Découverte d’un « monde perdu » vieux de plus d’un milliard d’années

graisses fossilisées cholestérol
Nous ne savons pas à quoi ressemblaient nos premiers ancêtres, mais il s'agit de l'imagination d'un artiste d'un assemblage de « protostérol biote » habitant un tapis bactérien au fond de l'océan. Crédits : MidJourney

Les signatures de biomarqueurs qui remontent à plus d’un milliard d’années ont révélé toute une communauté d’organismes jusque-là inconnus qui façonnaient jadis les écosystèmes de la Terre. Les détails de l’étude sont publiés dans la revue Nature.

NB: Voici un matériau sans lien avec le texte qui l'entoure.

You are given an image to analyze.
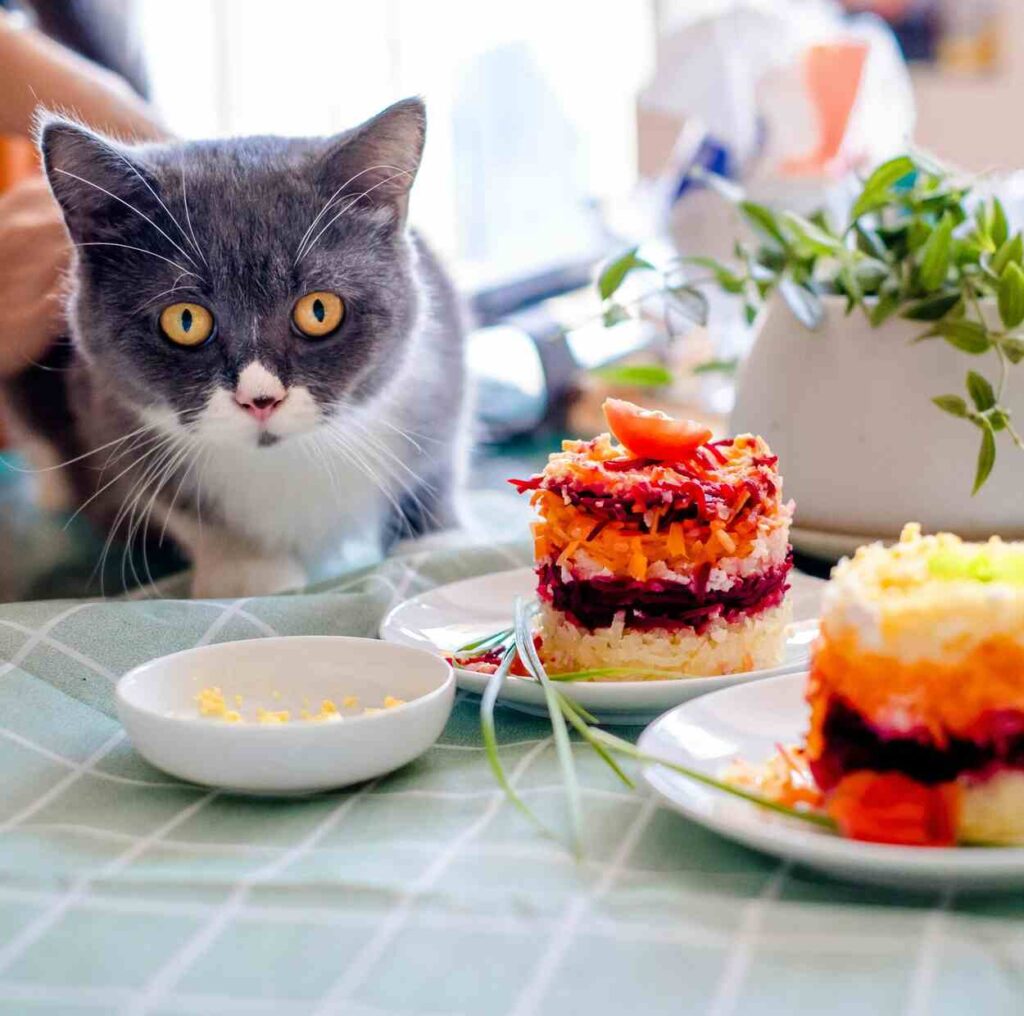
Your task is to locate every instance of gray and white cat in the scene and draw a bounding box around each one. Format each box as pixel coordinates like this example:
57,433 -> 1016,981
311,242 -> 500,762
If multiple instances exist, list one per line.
8,99 -> 465,596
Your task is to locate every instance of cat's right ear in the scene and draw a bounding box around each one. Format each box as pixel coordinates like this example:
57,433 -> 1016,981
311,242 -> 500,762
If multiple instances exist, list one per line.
36,113 -> 146,242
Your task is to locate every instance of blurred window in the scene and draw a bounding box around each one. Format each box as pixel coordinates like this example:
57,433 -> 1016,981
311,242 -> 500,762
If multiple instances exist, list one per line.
140,0 -> 654,288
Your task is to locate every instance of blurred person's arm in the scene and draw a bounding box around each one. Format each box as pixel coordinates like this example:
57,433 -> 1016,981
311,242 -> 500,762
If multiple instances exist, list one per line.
0,11 -> 163,378
0,12 -> 163,139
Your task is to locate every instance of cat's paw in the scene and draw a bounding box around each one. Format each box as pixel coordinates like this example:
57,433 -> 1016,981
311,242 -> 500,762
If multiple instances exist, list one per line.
191,557 -> 309,600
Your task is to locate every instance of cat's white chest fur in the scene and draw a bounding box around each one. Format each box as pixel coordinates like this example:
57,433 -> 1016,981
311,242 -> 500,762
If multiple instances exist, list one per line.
198,437 -> 387,564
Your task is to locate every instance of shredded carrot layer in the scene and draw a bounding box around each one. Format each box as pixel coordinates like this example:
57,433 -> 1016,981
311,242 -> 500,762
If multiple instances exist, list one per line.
807,631 -> 1024,757
532,491 -> 787,582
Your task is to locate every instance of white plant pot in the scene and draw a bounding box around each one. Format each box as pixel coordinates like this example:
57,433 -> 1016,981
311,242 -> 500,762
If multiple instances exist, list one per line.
731,297 -> 1024,539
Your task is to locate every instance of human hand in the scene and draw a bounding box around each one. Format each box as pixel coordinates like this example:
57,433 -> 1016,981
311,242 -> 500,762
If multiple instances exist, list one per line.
0,175 -> 72,378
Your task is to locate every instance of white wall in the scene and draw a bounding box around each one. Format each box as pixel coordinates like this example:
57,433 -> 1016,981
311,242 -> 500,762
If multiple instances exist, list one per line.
913,0 -> 1024,171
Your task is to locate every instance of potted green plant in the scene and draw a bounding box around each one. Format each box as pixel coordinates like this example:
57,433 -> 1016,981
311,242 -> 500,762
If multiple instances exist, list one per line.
599,155 -> 1024,537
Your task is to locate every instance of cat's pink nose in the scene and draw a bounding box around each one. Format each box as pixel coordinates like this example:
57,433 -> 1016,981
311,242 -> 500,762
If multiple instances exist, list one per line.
234,361 -> 288,423
234,394 -> 284,423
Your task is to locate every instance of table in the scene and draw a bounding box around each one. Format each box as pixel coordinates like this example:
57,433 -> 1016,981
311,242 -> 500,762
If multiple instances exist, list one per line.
0,545 -> 1024,1016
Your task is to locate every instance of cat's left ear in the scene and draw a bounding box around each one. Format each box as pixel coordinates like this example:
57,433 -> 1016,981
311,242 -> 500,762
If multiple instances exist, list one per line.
37,114 -> 153,242
319,97 -> 427,222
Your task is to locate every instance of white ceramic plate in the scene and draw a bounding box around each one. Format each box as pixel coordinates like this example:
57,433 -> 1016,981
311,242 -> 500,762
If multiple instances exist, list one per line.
117,636 -> 455,795
639,674 -> 1024,889
381,568 -> 819,724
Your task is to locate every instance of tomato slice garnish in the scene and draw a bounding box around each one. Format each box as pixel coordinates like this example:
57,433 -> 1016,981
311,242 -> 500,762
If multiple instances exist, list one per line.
825,769 -> 958,847
601,398 -> 711,462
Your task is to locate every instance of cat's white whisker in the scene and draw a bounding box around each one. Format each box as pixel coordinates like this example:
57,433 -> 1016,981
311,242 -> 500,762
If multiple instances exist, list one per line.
132,276 -> 199,314
295,170 -> 412,264
108,150 -> 209,267
129,436 -> 193,590
179,165 -> 210,268
292,164 -> 404,267
0,424 -> 151,473
72,240 -> 203,282
90,434 -> 178,594
157,441 -> 203,547
53,171 -> 199,268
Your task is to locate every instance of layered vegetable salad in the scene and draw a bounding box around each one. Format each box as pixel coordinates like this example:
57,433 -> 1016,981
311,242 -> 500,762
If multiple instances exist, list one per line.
806,525 -> 1024,845
512,399 -> 793,679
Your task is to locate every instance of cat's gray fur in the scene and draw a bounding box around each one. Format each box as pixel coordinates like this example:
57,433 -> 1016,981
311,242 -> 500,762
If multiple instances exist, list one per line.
8,99 -> 465,596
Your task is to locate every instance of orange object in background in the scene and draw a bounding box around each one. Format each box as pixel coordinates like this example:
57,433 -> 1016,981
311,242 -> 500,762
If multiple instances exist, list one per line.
0,134 -> 39,194
0,134 -> 39,449
782,41 -> 867,176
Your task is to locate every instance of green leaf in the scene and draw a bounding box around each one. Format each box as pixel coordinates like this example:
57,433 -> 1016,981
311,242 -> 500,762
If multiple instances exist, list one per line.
967,371 -> 995,413
919,213 -> 953,290
853,257 -> 891,293
480,645 -> 552,836
666,285 -> 708,325
988,198 -> 1010,249
999,336 -> 1024,364
919,321 -> 992,356
971,420 -> 995,495
906,219 -> 932,251
989,232 -> 1024,276
680,256 -> 743,293
739,201 -> 790,250
998,261 -> 1024,328
693,356 -> 739,374
900,293 -> 961,321
988,409 -> 1010,431
515,596 -> 583,856
850,156 -> 916,221
601,303 -> 630,328
778,279 -> 824,332
853,222 -> 890,261
591,728 -> 836,830
591,364 -> 672,388
597,247 -> 654,300
555,691 -> 636,791
782,212 -> 845,257
932,395 -> 967,419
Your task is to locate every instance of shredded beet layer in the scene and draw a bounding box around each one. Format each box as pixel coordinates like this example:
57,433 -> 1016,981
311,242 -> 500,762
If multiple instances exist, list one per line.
810,699 -> 1024,791
537,554 -> 793,633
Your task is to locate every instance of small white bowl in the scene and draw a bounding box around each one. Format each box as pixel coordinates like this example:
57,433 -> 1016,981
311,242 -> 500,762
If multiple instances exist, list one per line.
117,635 -> 455,795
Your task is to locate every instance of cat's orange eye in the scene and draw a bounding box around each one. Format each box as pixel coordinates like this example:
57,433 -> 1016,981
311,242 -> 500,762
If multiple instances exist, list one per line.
160,303 -> 213,346
292,292 -> 345,339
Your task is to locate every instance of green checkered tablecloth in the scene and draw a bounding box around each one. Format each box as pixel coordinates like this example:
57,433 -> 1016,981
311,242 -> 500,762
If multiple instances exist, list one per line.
0,550 -> 1024,1016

De nos jours, le cholestérol a mauvaise réputation, mais rappelons que cette molécule lipidique est présente dans toutes les cellules animales et qu’elle y joue un rôle essentiel. Ces graisses aident notamment à maintenir la fluidité et la flexibilité de la membrane cellulaire. Elles régulent aussi l’organisation et l’assemblage des protéines membranaires, ce qui est crucial pour de nombreuses fonctions cellulaires. Le cholestérol participe également au transport des lipides dans l’organisme. Enfin, il s’agit de la principale molécule à partir de laquelle d’autres molécules bioactives sont synthétisées. Ces dernières jouent un rôle important dans la régulation de divers processus physiologiques.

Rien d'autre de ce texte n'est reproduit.